Une tragédie frappe le programme
Le 8 juin 1966, l’AV-2 a été utilisé dans une photographie promotionnelle de General Electric (pour une brochure d’entreprise) qui tentait de présenter tous les avions de l’USAF de l’époque équipés de moteurs GE en une seule prise de vue (vol en formation impliquant quatre avions au total). Cependant, la formation a été bouleversée lorsque le Lockheed F-104 « Starfighter » qui l’accompagnait a été entraîné dans un flux d’air tourbillonnaire du XB-70, aspirant le F-104 dans l’aile du XB-70 et l’enfonçant dans les stabilisateurs verticaux (ailerons) du gros avion. Le F-104 s’est embrasé tandis que le XB-70 – qui a d’abord poursuivi son vol en palier pendant 16 secondes, son équipage n’ayant pas conscience du contact – est devenu instable, a entamé une vrille incontrôlable (à plat) et s’est engagé dans une trajectoire de vol descendante. L’incident a entaché la carrière du coûteux programme de bombardiers qui avait débuté de manière si prometteuse à la fin des années 1950. Des trois pilotes impliqués – Al White et Joe Cross dans le XB-70 et Joe Walker dans le F-104 – seul White a survécu après avoir utilisé sa capsule de sauvetage contre les forces G croissantes de l’avion massif.

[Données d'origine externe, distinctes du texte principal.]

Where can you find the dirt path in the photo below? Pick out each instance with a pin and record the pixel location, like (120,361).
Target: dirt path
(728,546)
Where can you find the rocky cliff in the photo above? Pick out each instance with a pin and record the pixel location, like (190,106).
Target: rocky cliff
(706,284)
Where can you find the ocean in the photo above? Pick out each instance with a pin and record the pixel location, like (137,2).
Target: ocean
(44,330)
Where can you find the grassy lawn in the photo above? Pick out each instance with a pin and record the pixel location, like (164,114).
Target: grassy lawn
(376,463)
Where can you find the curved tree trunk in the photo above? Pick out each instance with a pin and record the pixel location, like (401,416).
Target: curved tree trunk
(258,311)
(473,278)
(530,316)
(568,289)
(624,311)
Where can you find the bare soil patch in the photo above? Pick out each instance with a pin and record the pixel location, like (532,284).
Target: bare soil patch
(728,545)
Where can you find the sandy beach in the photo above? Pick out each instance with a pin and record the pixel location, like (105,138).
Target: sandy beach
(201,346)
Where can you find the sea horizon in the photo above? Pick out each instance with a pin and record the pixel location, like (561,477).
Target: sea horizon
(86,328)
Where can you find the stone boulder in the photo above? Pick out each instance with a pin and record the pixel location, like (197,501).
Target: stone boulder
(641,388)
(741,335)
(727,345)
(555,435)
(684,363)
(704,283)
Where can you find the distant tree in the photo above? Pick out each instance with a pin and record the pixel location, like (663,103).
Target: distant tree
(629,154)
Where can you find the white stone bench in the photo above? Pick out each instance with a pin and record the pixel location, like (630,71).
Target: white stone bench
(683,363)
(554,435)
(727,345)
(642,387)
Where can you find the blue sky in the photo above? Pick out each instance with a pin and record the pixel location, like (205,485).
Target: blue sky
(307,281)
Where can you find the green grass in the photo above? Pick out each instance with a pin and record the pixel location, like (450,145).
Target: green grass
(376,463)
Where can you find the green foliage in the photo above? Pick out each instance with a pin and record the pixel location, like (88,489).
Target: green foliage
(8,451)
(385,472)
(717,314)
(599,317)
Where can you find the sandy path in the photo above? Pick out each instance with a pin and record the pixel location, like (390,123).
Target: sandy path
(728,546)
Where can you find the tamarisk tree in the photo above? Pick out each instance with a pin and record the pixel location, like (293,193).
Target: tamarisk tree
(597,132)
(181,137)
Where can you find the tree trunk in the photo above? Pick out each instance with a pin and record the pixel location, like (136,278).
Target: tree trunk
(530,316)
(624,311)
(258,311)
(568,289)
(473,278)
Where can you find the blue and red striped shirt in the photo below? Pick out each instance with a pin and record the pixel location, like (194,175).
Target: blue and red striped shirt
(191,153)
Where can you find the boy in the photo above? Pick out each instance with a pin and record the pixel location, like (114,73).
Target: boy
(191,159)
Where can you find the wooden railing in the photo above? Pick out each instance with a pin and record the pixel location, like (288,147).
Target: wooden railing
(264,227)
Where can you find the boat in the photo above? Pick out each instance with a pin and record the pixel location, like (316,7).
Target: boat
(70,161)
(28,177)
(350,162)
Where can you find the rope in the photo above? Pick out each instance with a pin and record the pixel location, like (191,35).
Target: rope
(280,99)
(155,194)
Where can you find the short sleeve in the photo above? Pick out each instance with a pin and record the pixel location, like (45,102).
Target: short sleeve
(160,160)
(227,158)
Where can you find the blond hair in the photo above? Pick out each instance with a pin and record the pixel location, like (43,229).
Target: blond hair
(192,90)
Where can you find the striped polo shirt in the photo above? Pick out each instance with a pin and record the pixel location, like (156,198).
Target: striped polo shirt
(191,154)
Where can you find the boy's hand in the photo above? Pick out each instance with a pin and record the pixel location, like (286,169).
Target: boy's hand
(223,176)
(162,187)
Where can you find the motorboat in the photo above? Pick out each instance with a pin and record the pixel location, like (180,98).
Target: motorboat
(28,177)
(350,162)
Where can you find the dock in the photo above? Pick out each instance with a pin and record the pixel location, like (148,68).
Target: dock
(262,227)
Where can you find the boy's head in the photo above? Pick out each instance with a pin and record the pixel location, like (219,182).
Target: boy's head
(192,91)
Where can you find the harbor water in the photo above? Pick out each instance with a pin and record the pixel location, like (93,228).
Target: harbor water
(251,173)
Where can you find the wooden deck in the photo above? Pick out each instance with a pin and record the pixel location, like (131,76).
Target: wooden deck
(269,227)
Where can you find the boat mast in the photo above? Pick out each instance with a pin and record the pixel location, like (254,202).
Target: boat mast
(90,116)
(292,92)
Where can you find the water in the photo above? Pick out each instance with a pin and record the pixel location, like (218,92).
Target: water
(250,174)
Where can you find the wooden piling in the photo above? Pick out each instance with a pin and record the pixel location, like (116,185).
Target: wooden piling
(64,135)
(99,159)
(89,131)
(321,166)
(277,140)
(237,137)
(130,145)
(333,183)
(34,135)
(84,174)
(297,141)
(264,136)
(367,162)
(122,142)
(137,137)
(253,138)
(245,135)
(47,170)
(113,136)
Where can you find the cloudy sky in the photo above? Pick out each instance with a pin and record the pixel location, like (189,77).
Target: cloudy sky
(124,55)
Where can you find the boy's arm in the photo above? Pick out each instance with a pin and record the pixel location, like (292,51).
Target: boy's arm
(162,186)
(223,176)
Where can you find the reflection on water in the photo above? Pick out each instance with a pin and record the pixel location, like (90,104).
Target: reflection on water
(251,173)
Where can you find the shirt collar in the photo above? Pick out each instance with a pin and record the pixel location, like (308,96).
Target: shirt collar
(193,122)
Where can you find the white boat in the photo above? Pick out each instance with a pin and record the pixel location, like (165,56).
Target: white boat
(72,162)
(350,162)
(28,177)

General Electric a certainement bénéficié de la publicité de l’accident, mais pas celle qu’elle recherchait.
La fin de la route
L’AV-1 a continué à servir de véhicule d’essai jusqu’en 1969. Après 83 vols au total (le dernier à Wright-Patterson AFB), la cellule a été officiellement retirée du service pour devenir une pièce d’exposition protégée du Musée national de l’armée de l’air des États-Unis à Dayton, dans l’Ohio.

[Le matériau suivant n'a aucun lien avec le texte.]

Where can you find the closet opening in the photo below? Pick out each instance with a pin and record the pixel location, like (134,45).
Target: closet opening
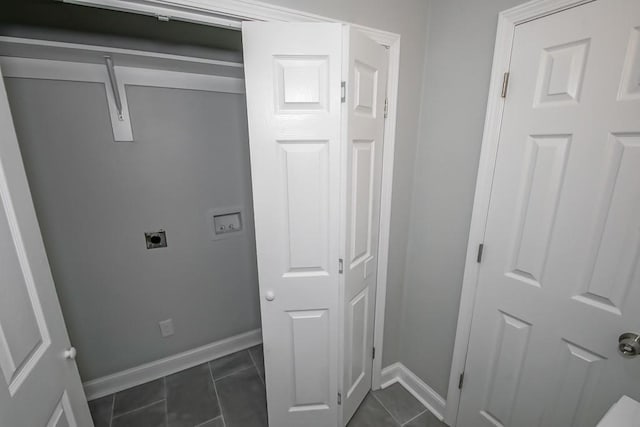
(133,133)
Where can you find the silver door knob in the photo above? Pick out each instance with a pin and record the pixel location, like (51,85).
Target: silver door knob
(70,353)
(629,344)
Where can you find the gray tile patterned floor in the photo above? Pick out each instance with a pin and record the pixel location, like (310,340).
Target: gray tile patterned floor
(230,392)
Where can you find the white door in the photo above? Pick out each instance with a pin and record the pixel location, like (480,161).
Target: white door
(39,386)
(560,278)
(316,171)
(365,76)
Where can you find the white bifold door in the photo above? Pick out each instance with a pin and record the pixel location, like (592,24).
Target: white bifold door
(315,98)
(39,380)
(560,279)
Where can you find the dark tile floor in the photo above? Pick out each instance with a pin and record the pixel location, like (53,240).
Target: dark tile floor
(230,392)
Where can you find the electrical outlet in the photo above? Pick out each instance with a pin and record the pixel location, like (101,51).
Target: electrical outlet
(166,327)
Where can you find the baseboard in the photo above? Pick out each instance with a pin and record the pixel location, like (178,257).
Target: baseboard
(398,373)
(169,365)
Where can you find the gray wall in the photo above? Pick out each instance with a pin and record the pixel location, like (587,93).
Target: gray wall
(409,19)
(456,82)
(95,199)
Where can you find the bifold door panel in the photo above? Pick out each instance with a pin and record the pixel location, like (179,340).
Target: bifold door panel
(316,172)
(560,279)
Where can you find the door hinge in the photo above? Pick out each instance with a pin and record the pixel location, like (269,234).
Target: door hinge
(505,85)
(480,251)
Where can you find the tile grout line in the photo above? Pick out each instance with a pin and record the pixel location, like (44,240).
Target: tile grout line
(232,373)
(166,404)
(385,408)
(113,407)
(255,365)
(212,419)
(215,388)
(138,409)
(408,421)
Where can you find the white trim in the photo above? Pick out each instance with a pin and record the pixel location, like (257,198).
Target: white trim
(38,46)
(398,373)
(507,22)
(49,69)
(169,365)
(230,14)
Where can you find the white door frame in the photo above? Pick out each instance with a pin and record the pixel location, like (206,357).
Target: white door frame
(230,14)
(507,22)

Bien qu’il s’agisse d’un projet de bombardier raté, les données recueillies par le Valkyrie en tant que plate-forme de recherche se sont révélées inestimables pour les projets de bombardiers de nouvelle génération et les vols supersoniques en général. En effet, les résultats ont été utilisés pour le développement du bombardier de pénétration à basse altitude Rockwell B-1 « Lancer » de l’USAF/SAC. Le XB-70, capable de voler à Mach 3, a également contraint l’Union soviétique à développer son Mikoyan-Gurevich MiG-25 « Foxbat », capable de voler à Mach 2,5, pour contrer le XB-70. Alors que le B-70 n’a pas vu le jour en service, le Foxbat a eu une longue carrière de pilote pour les Russes et d’autres. L’avion de ligne supersonique Tupolev Tu-144 aurait également bénéficié de données volées sur le XB-70 – il présente certainement des caractéristiques de conception du prototype XB-70 ainsi que de l’avion de ligne européen Aerospatiale / BAC Concorde. Un autre projet nord-américain – l’intercepteur supersonique XF-108 « Rapier », abandonné – devait également utiliser le moteur GE (deux côte-à-côte) développé pour le XB-70.
Le XB-70 n’a pas non plus réussi à succéder au célèbre B-52 et le produit Boeing a également survécu au B-1 Lancer, son autre remplaçant désigné. En raison des coûts d’acquisition et d’exploitation du bombardier B-1 et du bombardier furtif Northrop B-2 « Spirit », le B-52 est resté en service au sein de l’USAF – les trois étant exploités simultanément.